The primary variants (1,2) that make up Spectre rely on the user exploiting the speculative feature of the CPU to write to memory under their control. This allows a normal user to read basically all memory processes allowing keys, passwords and confidential data to be intercepted. AMD Claims that Variant #2 does not impact them as well.
What is Meltdown?
Meltdown is the third and more serious and nasty variant that still relies on the speculative execution exploit/flaw but actually allows the attacker to read arbitrary memory (so basically anywhere at will). The key feature of Meltdown is that it is the easiest attack to perform and it has been demonstrated on the Intel platform already.
The only good news is that apparently this Meltdown attack only affects Intel and not AMD.
Redhat has also done an excellent writeup about the issue here:
How To Protect Yourself
First and foremost you should update your devices as soon as patches become available. In Linux enabling KPTI can protect you. However for some major distributions of Linux users are still waiting for a patch.
If you are vulnerable and performing critical operations it’s time to make tough choices including possibly turning off your machines or denying all non-admin users access to a server/services if possible.
Ensuring rotation of keys and passwords can also mitigate your risks even if passwords have been compromised.
It comes down to good security practices all around such as segregating services to different physical machines, restricting physical and virtual user access.
If possible remove all non-essential or untrusted applications from your device/computer/server.
Dedicated Servers Will Become More Popular
There has been a huge trend to put everything into the Cloud, one that I have reservations with despite owning companies that offer our own private Cloud.
Fortunately we haven’t been impacted by Spectre and Meltdown and are not vulnerable but it does raise questions from our clients that we’ve mentioned before.
I’ve always advocated for physical segregation, which means that if possible you should have your own physical dedicated server that is encrypted and running a minimum set of services with as a few users as possible. By doing this you significantly reduce your risk in a scenario like this by putting your company database, e-mail, VPN, websites, file server on physically different servers.

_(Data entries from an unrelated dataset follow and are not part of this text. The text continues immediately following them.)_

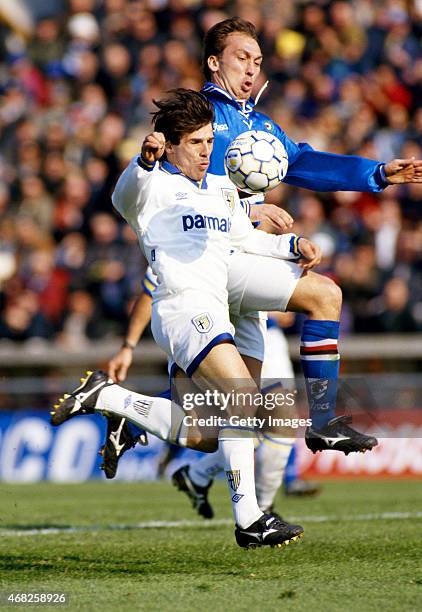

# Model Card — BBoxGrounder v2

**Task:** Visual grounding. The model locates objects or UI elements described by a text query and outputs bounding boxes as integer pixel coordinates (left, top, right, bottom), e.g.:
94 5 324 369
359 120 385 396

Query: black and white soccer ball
224 130 289 193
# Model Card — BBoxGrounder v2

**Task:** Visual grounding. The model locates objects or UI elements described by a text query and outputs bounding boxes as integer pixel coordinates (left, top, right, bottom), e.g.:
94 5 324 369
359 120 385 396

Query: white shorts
227 252 303 366
230 312 267 361
227 252 303 315
151 292 234 376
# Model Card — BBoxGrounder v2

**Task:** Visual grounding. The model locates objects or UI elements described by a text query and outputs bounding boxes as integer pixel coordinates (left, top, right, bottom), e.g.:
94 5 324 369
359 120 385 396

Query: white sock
189 449 224 487
255 434 296 511
95 385 187 446
218 428 262 529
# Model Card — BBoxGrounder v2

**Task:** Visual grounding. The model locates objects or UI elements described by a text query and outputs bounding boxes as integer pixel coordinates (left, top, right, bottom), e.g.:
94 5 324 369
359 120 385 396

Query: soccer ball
224 130 289 193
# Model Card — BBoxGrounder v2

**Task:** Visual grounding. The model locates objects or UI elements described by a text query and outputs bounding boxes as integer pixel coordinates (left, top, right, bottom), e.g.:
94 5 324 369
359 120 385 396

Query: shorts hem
186 332 235 376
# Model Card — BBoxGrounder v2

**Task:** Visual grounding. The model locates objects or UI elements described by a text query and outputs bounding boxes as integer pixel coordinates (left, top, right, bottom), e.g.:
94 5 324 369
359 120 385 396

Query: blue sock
300 319 340 429
126 389 171 438
283 444 299 485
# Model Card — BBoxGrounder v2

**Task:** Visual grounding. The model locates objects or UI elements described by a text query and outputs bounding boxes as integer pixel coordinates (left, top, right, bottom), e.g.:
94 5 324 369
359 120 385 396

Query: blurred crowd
0 0 422 348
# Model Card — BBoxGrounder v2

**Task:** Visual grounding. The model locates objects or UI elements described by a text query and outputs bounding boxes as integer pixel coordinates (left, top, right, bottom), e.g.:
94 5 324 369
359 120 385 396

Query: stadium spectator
0 0 422 340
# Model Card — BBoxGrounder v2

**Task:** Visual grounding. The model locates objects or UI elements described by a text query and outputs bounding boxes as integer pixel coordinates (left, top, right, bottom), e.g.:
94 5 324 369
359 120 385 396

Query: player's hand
250 204 293 234
107 346 133 382
297 238 322 270
384 157 422 185
141 132 166 164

Serious Questions and Concerns Raised
I would raise the question that is it really possible that such a wide-ranging exploit was completely unknown for this long until a team from Google discovered it? Considering the budgets of major intelligence agencies around the world who are constantly looking to find exploits of their own it is conceivable that this vulnerability may have been exploited for far longer than it was publicly known by specific groups.
Another one is Intel’s response to it by apparently being accused of singling out AMD when as of now, Intel is far more vulnerable.

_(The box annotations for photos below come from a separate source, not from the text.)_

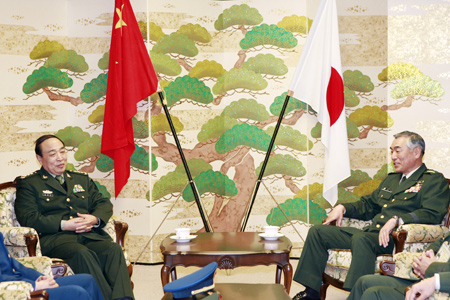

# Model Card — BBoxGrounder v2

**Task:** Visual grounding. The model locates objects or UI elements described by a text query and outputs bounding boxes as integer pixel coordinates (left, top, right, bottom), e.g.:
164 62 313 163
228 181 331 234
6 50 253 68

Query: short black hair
34 134 66 157
394 131 425 156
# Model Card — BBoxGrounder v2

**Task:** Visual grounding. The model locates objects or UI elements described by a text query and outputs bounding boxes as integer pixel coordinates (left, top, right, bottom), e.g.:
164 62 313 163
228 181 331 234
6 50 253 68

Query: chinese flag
101 0 158 197
288 0 350 205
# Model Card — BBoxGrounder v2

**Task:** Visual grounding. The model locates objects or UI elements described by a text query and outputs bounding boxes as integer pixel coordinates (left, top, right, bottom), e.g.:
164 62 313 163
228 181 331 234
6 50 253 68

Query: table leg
161 265 170 286
161 265 177 286
283 263 292 294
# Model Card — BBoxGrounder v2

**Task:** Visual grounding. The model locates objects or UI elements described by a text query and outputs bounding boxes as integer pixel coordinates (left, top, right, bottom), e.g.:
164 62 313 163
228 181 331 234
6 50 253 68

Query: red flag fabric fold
101 0 158 197
289 0 350 205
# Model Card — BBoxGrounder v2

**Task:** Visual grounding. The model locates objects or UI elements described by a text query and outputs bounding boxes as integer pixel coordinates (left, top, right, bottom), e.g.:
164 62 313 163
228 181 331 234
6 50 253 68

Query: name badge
42 190 53 197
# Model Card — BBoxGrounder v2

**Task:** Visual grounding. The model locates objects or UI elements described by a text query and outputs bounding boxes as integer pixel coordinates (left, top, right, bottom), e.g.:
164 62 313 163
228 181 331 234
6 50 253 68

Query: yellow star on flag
114 4 127 29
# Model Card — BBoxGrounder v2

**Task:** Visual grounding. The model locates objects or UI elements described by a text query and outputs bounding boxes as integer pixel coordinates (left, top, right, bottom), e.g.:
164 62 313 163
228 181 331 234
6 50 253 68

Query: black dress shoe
292 291 320 300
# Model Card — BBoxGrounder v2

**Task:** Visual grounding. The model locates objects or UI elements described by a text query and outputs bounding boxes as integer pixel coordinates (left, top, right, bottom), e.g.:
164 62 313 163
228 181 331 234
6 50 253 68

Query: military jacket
343 164 450 232
14 168 113 251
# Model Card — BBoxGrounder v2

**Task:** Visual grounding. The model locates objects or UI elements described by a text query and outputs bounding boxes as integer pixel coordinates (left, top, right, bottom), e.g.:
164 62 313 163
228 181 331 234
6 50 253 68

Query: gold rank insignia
42 190 53 197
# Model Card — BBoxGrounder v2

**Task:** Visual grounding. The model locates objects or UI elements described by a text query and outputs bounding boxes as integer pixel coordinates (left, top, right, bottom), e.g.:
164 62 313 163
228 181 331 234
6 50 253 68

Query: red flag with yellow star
101 0 158 197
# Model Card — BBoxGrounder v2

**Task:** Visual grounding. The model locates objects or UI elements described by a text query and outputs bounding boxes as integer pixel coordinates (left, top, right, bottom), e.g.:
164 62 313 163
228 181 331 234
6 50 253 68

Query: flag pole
158 91 213 232
241 91 294 232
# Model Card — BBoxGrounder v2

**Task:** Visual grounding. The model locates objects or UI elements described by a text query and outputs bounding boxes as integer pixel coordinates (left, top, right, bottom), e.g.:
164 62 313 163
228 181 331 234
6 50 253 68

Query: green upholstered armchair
320 207 450 300
0 181 133 277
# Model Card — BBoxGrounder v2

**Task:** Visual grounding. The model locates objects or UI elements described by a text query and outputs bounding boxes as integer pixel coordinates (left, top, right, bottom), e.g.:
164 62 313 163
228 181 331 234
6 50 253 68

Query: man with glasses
14 135 134 299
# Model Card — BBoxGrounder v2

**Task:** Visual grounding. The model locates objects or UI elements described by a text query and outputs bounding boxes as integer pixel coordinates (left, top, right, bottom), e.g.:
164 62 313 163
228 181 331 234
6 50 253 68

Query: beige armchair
320 200 450 300
0 181 133 284
0 256 52 300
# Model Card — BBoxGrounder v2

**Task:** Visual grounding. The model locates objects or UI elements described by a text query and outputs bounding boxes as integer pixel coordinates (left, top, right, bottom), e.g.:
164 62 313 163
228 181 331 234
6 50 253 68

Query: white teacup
175 228 191 238
264 226 280 236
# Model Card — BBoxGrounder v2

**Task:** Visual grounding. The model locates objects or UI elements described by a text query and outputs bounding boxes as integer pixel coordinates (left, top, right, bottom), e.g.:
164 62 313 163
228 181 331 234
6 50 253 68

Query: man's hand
34 275 59 291
405 276 436 300
378 218 397 248
63 213 98 233
412 250 437 278
323 204 345 226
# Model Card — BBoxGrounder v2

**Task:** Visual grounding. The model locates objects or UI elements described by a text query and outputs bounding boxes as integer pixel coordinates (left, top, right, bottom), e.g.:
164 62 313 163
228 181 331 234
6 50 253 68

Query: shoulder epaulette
66 170 89 176
20 171 37 179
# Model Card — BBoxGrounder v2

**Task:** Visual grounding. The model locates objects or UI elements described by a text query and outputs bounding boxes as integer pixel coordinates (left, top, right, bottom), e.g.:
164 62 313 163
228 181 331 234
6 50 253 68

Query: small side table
160 232 292 293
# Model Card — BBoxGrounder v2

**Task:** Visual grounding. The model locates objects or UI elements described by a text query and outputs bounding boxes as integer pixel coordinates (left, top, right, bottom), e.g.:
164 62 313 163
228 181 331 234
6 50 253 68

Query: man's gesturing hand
323 204 345 226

Since these chip makers are all US based is it possible they were mandated by law to introduce speculative execution in such a similar way that this vulnerability would be possible? Considering recent revelations I don’t think it would be inconceivable.

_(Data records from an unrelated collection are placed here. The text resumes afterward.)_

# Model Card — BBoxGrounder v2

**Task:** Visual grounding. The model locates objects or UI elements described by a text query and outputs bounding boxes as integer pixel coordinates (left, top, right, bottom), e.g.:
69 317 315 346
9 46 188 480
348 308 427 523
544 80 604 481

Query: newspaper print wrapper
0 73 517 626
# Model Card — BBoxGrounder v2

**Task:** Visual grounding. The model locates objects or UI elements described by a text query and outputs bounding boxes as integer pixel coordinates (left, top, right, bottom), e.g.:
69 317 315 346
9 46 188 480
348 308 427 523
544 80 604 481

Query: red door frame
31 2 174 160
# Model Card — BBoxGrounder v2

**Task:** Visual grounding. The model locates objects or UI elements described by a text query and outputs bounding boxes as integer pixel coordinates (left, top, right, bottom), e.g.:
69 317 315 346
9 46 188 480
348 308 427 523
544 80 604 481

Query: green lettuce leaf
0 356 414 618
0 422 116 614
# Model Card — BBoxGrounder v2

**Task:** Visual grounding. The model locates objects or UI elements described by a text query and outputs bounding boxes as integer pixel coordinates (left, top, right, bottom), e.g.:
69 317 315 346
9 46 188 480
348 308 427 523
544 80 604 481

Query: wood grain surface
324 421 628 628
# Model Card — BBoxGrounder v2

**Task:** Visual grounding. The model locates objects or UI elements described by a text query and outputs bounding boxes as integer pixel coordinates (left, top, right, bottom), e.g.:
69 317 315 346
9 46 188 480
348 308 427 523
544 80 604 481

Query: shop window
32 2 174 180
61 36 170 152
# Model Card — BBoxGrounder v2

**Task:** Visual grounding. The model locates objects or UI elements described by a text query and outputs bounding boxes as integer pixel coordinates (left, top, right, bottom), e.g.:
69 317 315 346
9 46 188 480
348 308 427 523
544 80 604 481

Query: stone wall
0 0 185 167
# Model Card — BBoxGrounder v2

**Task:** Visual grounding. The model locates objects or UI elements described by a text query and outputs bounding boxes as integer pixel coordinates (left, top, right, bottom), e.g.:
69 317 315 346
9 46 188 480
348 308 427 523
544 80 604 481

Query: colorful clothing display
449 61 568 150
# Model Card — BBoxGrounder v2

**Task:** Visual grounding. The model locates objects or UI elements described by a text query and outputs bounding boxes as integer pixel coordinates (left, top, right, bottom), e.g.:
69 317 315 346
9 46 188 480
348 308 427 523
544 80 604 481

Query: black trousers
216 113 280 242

Are there more than 3 variants and if we assume that no one else really knew about Variants 1-3 is it not possible that a well-armed team could find new ways to exploit them?
Long-term Value for Intel, AMD and ARM
At the time of writing Intel’s stock was down about 3% but this could get worse for either of these companies if one’s vulnerabilities keep increasing and/or one of them is hit with a larger exploit.
It’s hard to give an honest conclusion as we’re just getting started and this is all we know about the Variants 1,2 (Spectre) and Meltdown. So far it looks like we were lucky to choose AMD. The key issue that will come out of this is how many devices and users will remain vulnerable by being unable to patch or if they have a device that cannot be easily patched or there is no longer any support from the vendor? This would increase the amount of zombies and data security breaches several fold.
This is also a good time and a wakeup call for all companies to do a security audit and if they don’t have dedicated security staff, to bring in some good IT and security auditors to assess and mitigate these risks before they become costly losses.